With a smile, I say, “I’ve known you a long time.”
He huffs and lies down beside me. I turn onto my side and his hand automatically finds my bump. I stare at his profile, as he looks up at the ceiling, tracing and committing the perfection that is the man I love to memory.
“What does your depression feel like?”
He curses and glances at me. Then closes his eyes and speaks. “Like I have no control over what’s happening. I had an episode in Delhi and had to peel all my clothes off. The harder I ignore it, the more intense it is when I crash. It’s like a wave—building slowly and rising with enough time to escape. But when it meets land, it’s loud and painful.”
I press a hand to his bare chest. “Why fight it?”
“If I let it win every time, I can’t do anything. I can’t eat or sleep or be present. And in my line of work, I can’t check out.”
“What about medication?”
He nods, putting his hand over mine. “Tried it for a year, but the side effects made it worse. So I stopped taking them and my therapist has been finding ways to help me cope.”
Patrick’s eyes are closed and his words aren’t coming out in rushed breaths, but he’s still not calm. His heart races and pounds against my fingers and I refuse to pull away.
“How can I help, Trick?”
“This…” he finally looks at me and smiles sadly. “Being with you helps. Dominic and I think hockey might be a trigger. For a long time, my crash happened before or after a big sporting event. Recently it’s been a lot more random, so we’re looking at other triggers.”
“Oh, honey.”
A laugh bursts out of him, sarcastic and stilted. “The one thing I’ve loved as long as you is the thing that probably fucks with my head.”
My heart clenches at his admission. “Is this why you want to retire?”
“Partly. Mental health isn’t a one size fits all kind of thing and I wish it was easy to identify the problem. But it’s taken us a decade to get to this point. I don’t want to crash during a game, you know?”
I scoot forward and press a kiss to his shoulder. The importance of hockey in Patrick’s life isn’t lost on me. It’s not just a sport, it’s part of his life. It’s everything to him. To have that be the reason for something so debilitating has to be terrifying. And knowing he might have to give it up in order to live is sad. His breath rattles in his chest and I slide my arm around his broad form as much as I can and we lay like that for a long time. I know no matter what happens, what choices Patrick makes with his career, I’m not going anywhere.

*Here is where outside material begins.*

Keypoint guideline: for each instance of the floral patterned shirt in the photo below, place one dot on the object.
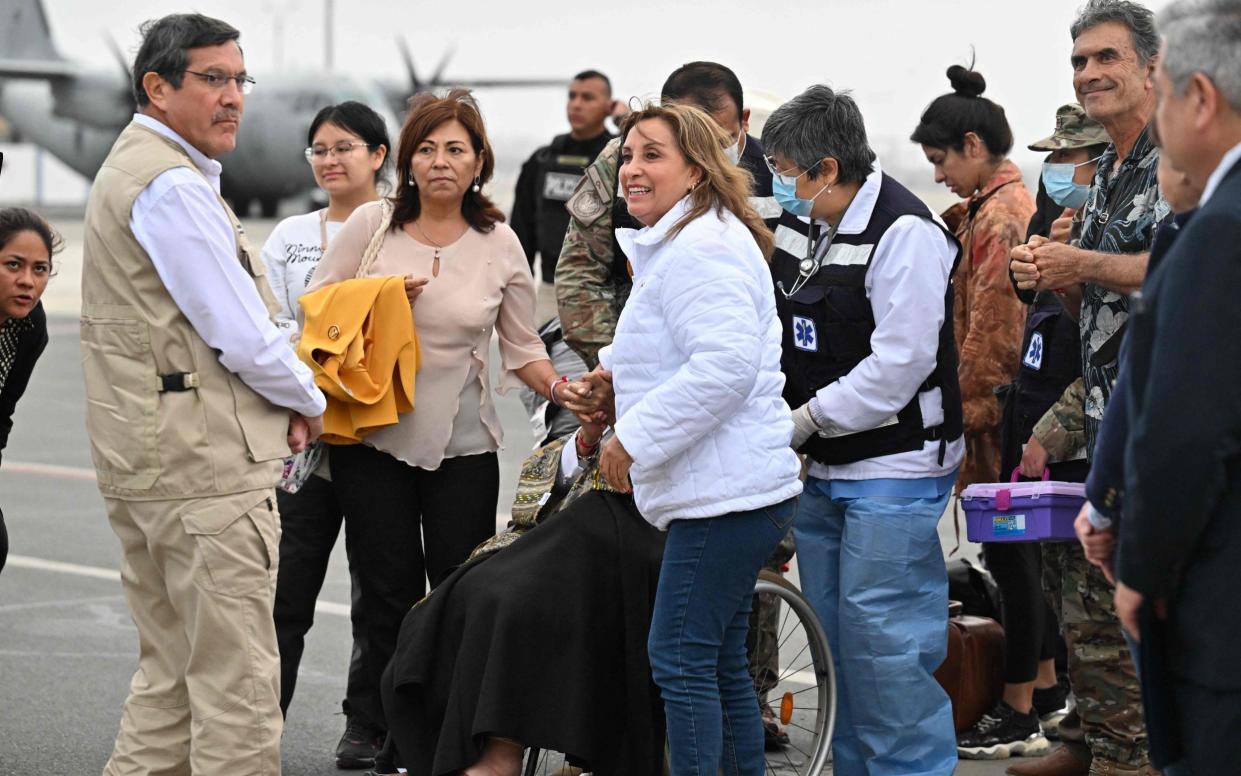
(1121, 216)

His athletic ability isn’t why I fell in love with him. That was only a part of the boy I met at camp. I fell in love with the big-hearted boy with the bright smile. And because, on a really bad day at camp, he looked into my eyes and told me like the lotus flower, I crawl through the dark and murky parts of life to brighten the world.
Thirty-Six. Sacrifice
Patrick
The joy on my therapist’s face is one I’ve never seen before. I know why he’s happy—I finally showed up for an in-person session. After years of doing them over video and the odd phone call, being here to look him in the eyes is an experience I didn’t realise I missed. We talked about this soon after I moved to Chennai, but I never actually imagined I would find the time. Between all the work happening at the school, training with the Thunder and being available for Tamara, my schedule is a little tight. We’ve done sessions, obviously, but they’ve been short and usually while I’m on the move or somewhere other than the flat.
Now I’m here, sitting on his incredibly uncomfortable couch. I shift and grunt when it becomes a bit of a process to relax. Dominic’s smile fades and he tilts his head as I adjust myself.
“You done?”
“Do people actually enjoy sitting on this?”
“It’s not meant to be comfortable.” I arch an eyebrow and he adds, “It’s a tactic to make people talk when they’re not able to sit still.”
I chuckle and force myself to settle, then stretch my legs out. Like I’m totally fine, when the truth is it itches under my skin. My mood is the same before every session—sombre—but today there’s something else poking at my nerves. I know it’s the oncoming meltdown and I want to catch it before it spirals. At the same time, I don’t want to ignore the way it really makes me feel. I might have been avoiding letting Tamara see me this way, but I know she needs to know. She needs to understand how I completely shatter when I push myself too far.
“I’m honoured you took the time and effort to see me,” Dominic starts and I roll my eyes.
“I didn’t want to hear you whine about it again.”
He laughs and matches my posture, legs stretched out and crossed at the ankles. “So, what are we talking about today?”
“How to be comfortable letting her see me at my weakest.”
“What makes you uncomfortable about it?”